Reducing VRAM usage for instances and thin instances

Currently instances and thin instances use 4 vec4 buffers for instanced matrices.
But as the matrices are composed from TRS, or multiplied with other matrices with TRS, the last row of it should always be 0, 0, 0, 1, and this last row is also transfered into the gpu.
If this last row is skipped, and reconstructed on gpu side, ~25% of VRAM used by instancing could be saved.
For performance,since opengl matrices are column-major, so removing last row would reduce the change of auto-vectorization by js engines, but I can not tell the exact impact unless some benchmarks are made.
For public apis like thinInstanceSetBuffer, more copy could be needed to copy every 4 vec4 to 4 vec3.
I know that this could break custom shaders with customized handling for instances, and does not expect this to land right now, just leave it as some open discussion, so feel free to move it to the “correct” category if I missed something.

attribute vec4 world0;
attribute vec4 world1;
attribute vec4 world2;

void main(void) {
vec4 instance0 = vec4(world0.xyz, 0);
vec4 instance1 = vec4(world0.w, world1.xy, 0);
vec4 instance2 = vec4(world1.zw, world2.x, 0);
vec4 instance3 = vec4(world2.yzw, 1);
mat4 instanceWorld = mat4(instance0, instance1, instance2, instance3);
}

It is an interesting idea.

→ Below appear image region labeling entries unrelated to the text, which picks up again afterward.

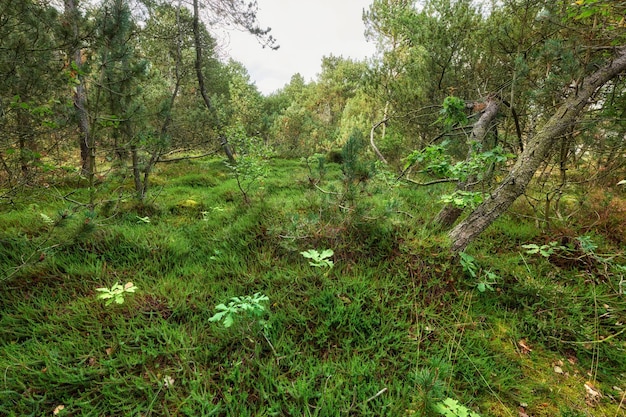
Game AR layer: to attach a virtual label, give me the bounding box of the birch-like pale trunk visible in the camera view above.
[448,47,626,253]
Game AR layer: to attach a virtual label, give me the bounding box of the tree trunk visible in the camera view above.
[449,47,626,253]
[64,0,93,175]
[434,99,500,229]
[193,0,236,164]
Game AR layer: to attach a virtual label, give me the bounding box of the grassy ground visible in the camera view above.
[0,160,626,417]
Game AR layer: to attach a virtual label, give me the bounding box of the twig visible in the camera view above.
[313,184,340,195]
[363,387,387,404]
[156,151,219,163]
[398,177,459,187]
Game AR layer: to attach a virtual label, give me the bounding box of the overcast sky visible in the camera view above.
[219,0,374,94]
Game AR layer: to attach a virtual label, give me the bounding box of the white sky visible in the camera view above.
[225,0,374,94]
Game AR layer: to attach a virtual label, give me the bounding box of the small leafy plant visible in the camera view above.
[459,252,499,292]
[96,282,137,306]
[209,293,269,328]
[435,398,480,417]
[300,249,335,269]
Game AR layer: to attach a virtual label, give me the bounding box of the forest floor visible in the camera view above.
[0,159,626,417]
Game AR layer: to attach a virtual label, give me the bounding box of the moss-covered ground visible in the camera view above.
[0,159,626,417]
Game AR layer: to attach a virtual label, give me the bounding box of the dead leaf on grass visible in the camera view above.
[517,339,533,355]
[585,381,602,405]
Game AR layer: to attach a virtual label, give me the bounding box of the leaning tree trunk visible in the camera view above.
[434,99,500,229]
[449,47,626,253]
[193,0,236,164]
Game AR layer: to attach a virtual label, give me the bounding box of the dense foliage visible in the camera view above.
[0,0,626,417]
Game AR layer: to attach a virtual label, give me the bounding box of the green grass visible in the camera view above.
[0,160,626,417]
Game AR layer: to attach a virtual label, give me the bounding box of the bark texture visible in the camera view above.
[64,0,93,175]
[434,99,500,229]
[449,47,626,253]
[193,0,236,164]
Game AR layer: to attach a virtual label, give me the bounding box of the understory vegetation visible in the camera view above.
[0,157,626,417]
[0,0,626,417]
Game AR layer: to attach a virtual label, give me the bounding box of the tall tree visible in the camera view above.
[450,47,626,252]
[193,0,278,164]
[63,0,95,176]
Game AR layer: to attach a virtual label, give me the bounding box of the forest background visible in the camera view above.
[0,0,626,417]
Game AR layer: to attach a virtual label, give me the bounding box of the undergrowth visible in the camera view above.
[0,160,626,417]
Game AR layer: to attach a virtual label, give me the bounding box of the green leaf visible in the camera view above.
[320,249,334,259]
[224,314,235,328]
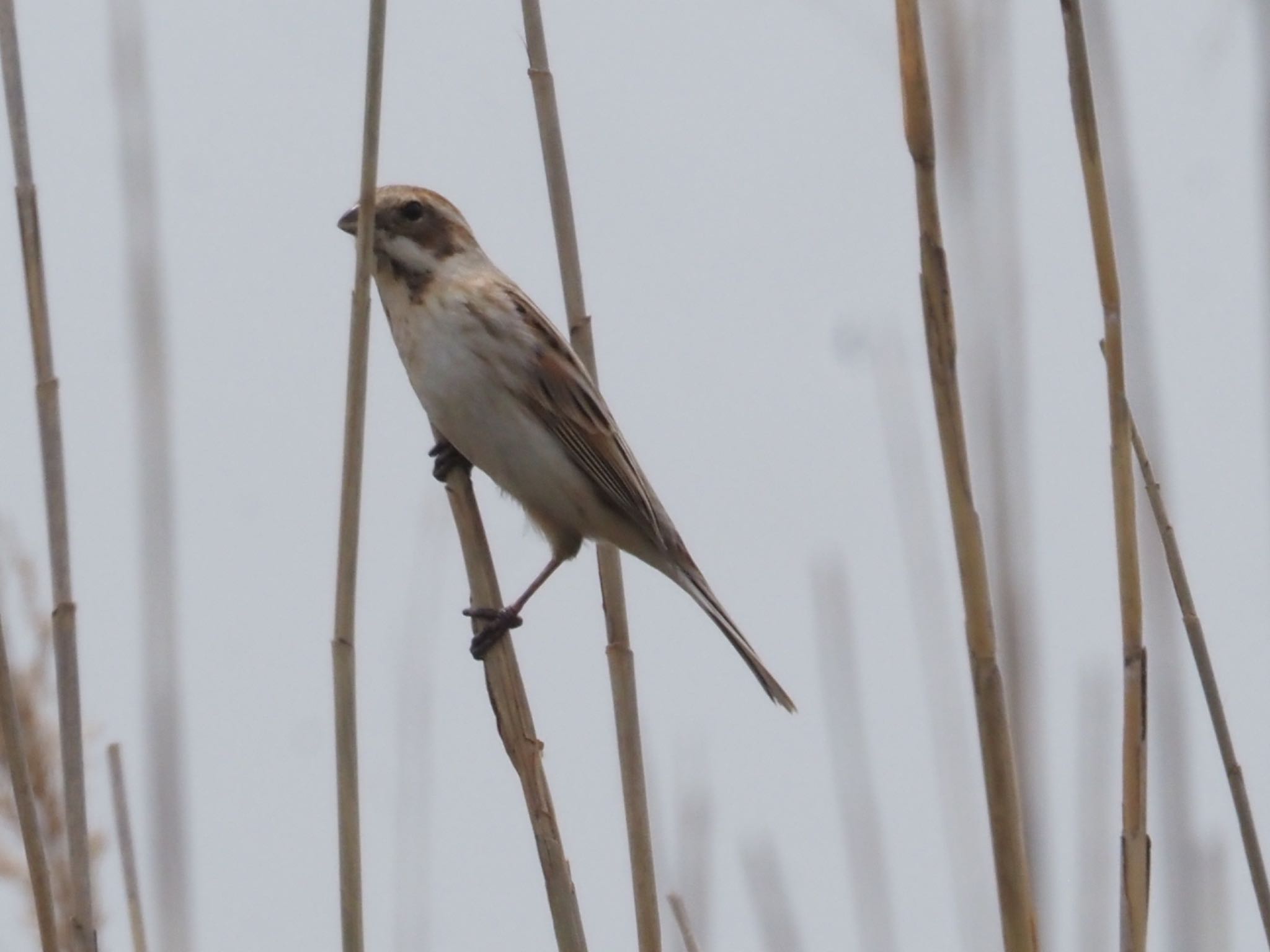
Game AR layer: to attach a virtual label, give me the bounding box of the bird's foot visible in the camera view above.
[428,439,473,482]
[464,608,525,661]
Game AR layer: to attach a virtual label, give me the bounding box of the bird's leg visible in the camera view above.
[428,437,473,482]
[464,555,566,661]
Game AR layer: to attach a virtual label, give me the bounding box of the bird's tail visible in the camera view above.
[670,566,796,712]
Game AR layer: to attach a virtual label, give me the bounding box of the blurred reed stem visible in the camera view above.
[1060,0,1150,952]
[0,612,60,952]
[813,563,899,952]
[1126,408,1270,945]
[0,0,97,952]
[895,0,1037,952]
[665,892,701,952]
[330,0,386,952]
[521,0,662,952]
[742,838,802,952]
[105,744,146,952]
[110,0,193,952]
[433,430,587,952]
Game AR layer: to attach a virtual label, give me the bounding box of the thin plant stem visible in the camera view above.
[676,777,715,943]
[895,0,1037,952]
[0,0,97,952]
[521,0,662,952]
[1127,412,1270,945]
[0,614,58,952]
[330,0,388,952]
[110,0,192,952]
[1059,0,1150,952]
[1070,669,1116,950]
[105,744,146,952]
[433,430,587,952]
[665,892,701,952]
[868,328,996,950]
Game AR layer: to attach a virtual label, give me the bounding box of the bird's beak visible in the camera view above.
[339,205,357,235]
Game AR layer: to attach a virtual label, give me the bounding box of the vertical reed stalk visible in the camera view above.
[1127,410,1270,943]
[521,0,662,952]
[1059,0,1150,952]
[1070,669,1117,950]
[665,892,701,952]
[0,0,97,952]
[869,333,995,950]
[105,744,146,952]
[895,0,1037,952]
[330,0,388,952]
[434,431,587,952]
[110,0,192,952]
[0,614,58,952]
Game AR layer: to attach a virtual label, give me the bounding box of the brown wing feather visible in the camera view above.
[513,296,669,550]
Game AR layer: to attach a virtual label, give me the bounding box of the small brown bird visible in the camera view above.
[339,185,794,711]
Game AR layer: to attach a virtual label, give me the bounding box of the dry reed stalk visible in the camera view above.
[0,612,58,952]
[813,563,899,952]
[433,430,587,952]
[1070,670,1115,950]
[895,0,1037,952]
[1059,0,1150,952]
[521,0,662,952]
[946,0,1047,904]
[868,333,995,950]
[105,744,146,952]
[110,0,192,952]
[0,0,97,952]
[665,892,701,952]
[1127,410,1270,943]
[330,0,386,952]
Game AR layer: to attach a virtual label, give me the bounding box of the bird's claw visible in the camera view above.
[464,608,525,661]
[428,439,473,482]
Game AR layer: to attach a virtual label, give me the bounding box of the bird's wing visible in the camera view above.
[512,293,676,551]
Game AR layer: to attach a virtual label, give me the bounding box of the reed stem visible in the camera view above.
[1059,0,1150,952]
[110,0,193,952]
[105,744,146,952]
[521,0,662,952]
[433,430,587,952]
[895,0,1037,952]
[330,0,388,952]
[1127,412,1270,945]
[0,0,97,952]
[0,622,58,952]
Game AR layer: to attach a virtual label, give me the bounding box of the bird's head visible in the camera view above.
[339,185,480,276]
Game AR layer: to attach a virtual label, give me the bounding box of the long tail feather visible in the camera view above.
[670,566,797,712]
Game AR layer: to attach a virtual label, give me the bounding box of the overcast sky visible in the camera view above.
[0,0,1270,952]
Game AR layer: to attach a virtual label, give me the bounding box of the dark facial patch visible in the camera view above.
[385,198,471,260]
[383,255,434,303]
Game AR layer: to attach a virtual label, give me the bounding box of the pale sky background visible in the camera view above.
[0,0,1270,952]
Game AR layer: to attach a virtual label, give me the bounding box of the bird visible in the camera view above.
[338,185,795,711]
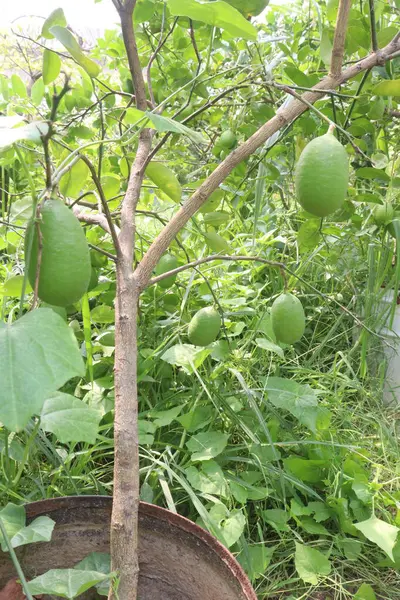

I agree that VRAm will be saved but I’m wondering at what cost from the rendering standpoint as we need to reconstruct on all frame for all vertices

Not skilled at mesuring performance on GPU, but some AI says “6-10 more instructions per vertex”.

Yeah..This is where I’m a bit defensive of our approach.. Not sure it is worth the cost.

Are we suffering for limited VRAM? Maybe in your use cases?

Mostly mobile, especially old ios devices, I can not even measure VRAM usage when safari crashed.